If British Columbia and Canada truly want reconciliation with Indigenous peoples, they must once and for all recognise the rights and title of Witsuwit’en Hereditary Chiefs, Houses and Clans, as asserted by the Delgamuukw and Gisday Wa (1997) and Kelah (Canadian Forest Products Inc. v. Sam, 2011) decisions. Civil law suits against individuals do not demonstrate good faith. The Witsuwit’en have a legitimate right and responsibility to protect their territories and by extension their culture and language.

During the early colonial era, Witsuwit’en people actively resisted forceful removal from their house territories, the potlatch ban and the removal of their children and were jailed for doing so. The actions of Witsuwit’en houses and clans in current times is an extension of their ongoing struggle to be recognised and respected. All those historical wrongs were supported by laws, which are now generally considered ethically and morally reprehensible.
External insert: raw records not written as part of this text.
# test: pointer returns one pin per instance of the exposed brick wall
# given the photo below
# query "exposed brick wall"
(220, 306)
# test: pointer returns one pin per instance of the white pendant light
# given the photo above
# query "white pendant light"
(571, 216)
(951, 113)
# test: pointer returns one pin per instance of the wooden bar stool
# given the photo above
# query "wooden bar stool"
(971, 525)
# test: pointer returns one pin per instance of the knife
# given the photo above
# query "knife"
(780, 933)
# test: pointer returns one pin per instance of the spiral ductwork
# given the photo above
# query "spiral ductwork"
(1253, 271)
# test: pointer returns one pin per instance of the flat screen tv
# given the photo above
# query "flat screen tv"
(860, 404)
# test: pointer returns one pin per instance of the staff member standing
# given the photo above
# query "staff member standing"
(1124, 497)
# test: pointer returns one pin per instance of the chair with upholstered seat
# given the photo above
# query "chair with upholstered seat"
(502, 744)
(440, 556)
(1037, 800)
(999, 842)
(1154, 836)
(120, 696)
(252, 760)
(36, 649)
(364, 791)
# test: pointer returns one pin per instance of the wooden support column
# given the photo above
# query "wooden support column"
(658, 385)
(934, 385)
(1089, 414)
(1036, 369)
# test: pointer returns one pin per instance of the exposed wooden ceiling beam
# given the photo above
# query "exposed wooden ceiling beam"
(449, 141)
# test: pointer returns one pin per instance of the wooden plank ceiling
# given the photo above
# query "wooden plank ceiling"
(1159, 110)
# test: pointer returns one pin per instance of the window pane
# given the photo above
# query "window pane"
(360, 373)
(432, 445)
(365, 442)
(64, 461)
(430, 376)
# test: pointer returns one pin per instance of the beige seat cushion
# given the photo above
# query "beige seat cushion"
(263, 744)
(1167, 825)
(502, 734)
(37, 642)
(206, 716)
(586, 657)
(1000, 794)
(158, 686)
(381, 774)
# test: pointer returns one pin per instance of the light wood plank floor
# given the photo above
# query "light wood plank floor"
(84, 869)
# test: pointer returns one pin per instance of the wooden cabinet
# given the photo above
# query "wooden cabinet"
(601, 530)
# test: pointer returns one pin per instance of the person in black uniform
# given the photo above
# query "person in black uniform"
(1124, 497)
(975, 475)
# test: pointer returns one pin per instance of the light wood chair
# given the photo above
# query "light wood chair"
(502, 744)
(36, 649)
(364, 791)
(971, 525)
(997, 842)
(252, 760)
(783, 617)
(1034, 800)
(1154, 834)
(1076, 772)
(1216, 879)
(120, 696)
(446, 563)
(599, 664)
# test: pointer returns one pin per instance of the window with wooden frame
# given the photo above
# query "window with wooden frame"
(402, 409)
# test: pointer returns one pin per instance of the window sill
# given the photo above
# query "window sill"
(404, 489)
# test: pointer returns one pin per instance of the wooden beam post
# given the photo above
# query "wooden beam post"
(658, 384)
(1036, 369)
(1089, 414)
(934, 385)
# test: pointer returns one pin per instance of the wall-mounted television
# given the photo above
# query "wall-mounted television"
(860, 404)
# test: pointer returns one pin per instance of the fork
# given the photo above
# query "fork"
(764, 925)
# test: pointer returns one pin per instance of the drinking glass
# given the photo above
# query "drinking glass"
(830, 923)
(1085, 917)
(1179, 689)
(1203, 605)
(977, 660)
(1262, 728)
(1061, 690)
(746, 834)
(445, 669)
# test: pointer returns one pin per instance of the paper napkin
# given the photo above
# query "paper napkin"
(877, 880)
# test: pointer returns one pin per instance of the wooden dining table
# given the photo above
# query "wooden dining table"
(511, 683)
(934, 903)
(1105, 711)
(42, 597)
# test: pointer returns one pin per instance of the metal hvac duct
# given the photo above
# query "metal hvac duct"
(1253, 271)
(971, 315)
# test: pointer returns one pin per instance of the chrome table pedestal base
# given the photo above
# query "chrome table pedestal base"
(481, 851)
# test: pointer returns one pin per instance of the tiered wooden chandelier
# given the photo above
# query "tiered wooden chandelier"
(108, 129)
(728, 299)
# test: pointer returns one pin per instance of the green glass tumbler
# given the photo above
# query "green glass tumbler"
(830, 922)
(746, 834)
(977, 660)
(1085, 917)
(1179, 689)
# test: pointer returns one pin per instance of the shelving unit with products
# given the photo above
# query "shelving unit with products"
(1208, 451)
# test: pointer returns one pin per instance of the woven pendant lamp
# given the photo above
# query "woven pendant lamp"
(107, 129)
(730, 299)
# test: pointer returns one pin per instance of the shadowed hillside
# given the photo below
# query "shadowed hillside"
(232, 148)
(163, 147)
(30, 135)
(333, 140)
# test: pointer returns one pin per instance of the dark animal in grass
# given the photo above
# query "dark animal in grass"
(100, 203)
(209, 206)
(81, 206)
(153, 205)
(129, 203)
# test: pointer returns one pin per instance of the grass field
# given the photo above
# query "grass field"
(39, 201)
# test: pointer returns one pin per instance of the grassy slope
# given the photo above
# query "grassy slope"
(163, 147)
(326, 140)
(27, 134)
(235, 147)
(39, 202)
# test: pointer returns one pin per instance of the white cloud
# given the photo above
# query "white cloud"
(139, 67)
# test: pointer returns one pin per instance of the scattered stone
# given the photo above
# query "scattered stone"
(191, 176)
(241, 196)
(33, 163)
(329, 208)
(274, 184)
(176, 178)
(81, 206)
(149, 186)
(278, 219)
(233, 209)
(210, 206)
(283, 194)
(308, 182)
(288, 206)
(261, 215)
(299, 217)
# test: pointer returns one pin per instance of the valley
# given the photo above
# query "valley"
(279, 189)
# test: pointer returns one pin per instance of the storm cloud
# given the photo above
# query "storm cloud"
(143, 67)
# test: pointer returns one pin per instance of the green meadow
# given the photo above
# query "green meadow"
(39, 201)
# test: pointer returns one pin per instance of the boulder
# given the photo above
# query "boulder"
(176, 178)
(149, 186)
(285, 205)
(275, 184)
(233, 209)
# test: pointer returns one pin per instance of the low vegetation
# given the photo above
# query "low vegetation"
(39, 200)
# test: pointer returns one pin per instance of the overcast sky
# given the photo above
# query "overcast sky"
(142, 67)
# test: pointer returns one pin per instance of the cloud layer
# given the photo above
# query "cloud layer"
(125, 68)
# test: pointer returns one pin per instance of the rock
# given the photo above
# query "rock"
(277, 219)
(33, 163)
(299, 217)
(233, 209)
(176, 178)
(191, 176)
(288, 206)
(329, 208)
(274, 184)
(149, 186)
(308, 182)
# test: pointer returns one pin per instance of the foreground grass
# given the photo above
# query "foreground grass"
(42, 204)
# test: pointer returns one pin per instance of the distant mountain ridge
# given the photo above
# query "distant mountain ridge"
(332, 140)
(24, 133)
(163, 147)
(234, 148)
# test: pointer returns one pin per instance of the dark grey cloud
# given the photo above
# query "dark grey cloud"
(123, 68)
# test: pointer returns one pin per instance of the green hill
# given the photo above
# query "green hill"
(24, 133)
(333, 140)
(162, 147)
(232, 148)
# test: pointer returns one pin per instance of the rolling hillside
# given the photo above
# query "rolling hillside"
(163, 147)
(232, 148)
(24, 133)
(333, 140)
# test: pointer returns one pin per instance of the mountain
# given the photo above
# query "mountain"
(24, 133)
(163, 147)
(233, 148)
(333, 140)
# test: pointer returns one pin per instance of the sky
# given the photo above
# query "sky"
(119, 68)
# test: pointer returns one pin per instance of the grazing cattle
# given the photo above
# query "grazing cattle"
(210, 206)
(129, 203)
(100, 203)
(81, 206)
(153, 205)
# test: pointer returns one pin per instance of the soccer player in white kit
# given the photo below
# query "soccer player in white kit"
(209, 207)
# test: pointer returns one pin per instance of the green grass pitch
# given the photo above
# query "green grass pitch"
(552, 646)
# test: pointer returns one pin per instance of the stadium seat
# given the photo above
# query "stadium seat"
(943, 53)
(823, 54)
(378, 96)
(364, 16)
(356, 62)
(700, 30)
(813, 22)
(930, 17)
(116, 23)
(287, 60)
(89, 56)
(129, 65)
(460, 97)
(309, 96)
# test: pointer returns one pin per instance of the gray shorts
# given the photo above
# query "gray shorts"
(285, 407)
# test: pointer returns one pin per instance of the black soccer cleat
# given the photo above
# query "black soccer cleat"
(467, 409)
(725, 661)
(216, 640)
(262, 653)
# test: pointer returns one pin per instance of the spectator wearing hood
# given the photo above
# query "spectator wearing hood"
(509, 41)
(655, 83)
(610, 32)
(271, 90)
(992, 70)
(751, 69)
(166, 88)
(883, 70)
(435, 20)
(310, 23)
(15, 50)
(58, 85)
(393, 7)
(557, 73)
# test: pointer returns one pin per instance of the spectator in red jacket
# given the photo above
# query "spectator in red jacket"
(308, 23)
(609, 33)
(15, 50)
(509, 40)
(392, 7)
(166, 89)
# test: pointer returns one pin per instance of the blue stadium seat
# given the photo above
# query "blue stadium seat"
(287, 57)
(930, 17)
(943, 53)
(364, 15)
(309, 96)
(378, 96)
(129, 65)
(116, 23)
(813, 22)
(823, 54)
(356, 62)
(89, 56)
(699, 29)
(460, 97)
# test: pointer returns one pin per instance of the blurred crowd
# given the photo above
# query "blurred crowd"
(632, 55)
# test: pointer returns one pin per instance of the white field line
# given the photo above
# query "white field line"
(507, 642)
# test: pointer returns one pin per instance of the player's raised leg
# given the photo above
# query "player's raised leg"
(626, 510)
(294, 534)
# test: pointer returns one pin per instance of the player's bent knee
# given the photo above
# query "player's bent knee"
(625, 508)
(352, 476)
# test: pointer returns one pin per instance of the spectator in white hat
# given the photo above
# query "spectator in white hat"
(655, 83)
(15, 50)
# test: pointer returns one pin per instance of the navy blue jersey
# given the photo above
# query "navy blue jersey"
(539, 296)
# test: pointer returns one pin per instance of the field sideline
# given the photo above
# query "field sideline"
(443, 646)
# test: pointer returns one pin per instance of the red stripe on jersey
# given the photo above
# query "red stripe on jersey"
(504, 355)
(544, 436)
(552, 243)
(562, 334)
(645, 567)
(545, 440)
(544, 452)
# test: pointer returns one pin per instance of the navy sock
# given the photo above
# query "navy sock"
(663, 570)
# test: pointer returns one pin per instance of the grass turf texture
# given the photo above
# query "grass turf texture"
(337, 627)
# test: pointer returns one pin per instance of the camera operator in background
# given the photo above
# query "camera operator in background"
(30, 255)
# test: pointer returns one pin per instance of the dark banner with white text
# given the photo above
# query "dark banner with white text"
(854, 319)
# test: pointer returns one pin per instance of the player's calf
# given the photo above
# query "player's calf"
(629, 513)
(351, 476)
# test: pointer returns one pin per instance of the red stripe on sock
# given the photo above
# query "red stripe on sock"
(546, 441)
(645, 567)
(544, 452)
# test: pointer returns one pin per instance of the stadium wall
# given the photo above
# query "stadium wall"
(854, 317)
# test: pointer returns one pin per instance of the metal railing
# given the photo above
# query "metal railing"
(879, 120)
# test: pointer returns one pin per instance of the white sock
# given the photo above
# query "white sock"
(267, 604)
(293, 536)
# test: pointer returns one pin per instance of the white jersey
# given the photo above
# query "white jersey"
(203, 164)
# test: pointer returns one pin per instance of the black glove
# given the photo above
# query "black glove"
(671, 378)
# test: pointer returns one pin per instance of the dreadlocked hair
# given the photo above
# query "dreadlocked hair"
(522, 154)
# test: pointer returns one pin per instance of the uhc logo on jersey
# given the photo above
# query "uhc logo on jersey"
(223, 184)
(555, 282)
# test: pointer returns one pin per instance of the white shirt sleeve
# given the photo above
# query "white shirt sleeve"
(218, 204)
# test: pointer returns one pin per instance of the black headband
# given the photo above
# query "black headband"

The United Nations Declaration on the Rights of Indigenous Peoples (UNDRIP), which Canada “commits” to implementing, stipulates in Article 8 that:

1. Indigenous peoples and individuals have the right not to be subjected to forced assimilation or destruction of their culture.

2. States shall provide effective mechanisms for prevention of, and redress for:

(a) Any action which has the aim or effect of depriving them of their integrity as distinct peoples, or of their cultural

values or ethnic identities;

(b) Any action which has the aim or effect of dispossessing them of their lands, territories or resources;

(c) Any form of forced population transfer which has the aim or effect of violating or undermining any of their rights;

(UN 2008)

The UNDRIP explicitly stipulates that free, prior, inform consent be obtained in decisions that will have major impacts on the lives of Indigenous peoples. This is not was is happening here in Witsuwit’en Yin Tah (territory). Despite, this Canadian government’s commitment to the UNDRIP, the historical pattern of state oppression and use of force was evident yesterday with the number of RCMP deployed to arrest a small group peaceful Gidimt’en people and their supporters. It is time to end the colonisation of the Witsuwit’en and other Indigenous peoples in Canada. Human Rights violations can no longer be tolerated. The WLCS calls on governments and the public to educate themselves and respect the rights of the Witsuwit’en Hereditary Chiefs, Clans and Houses to determine their future within their Yin Tah.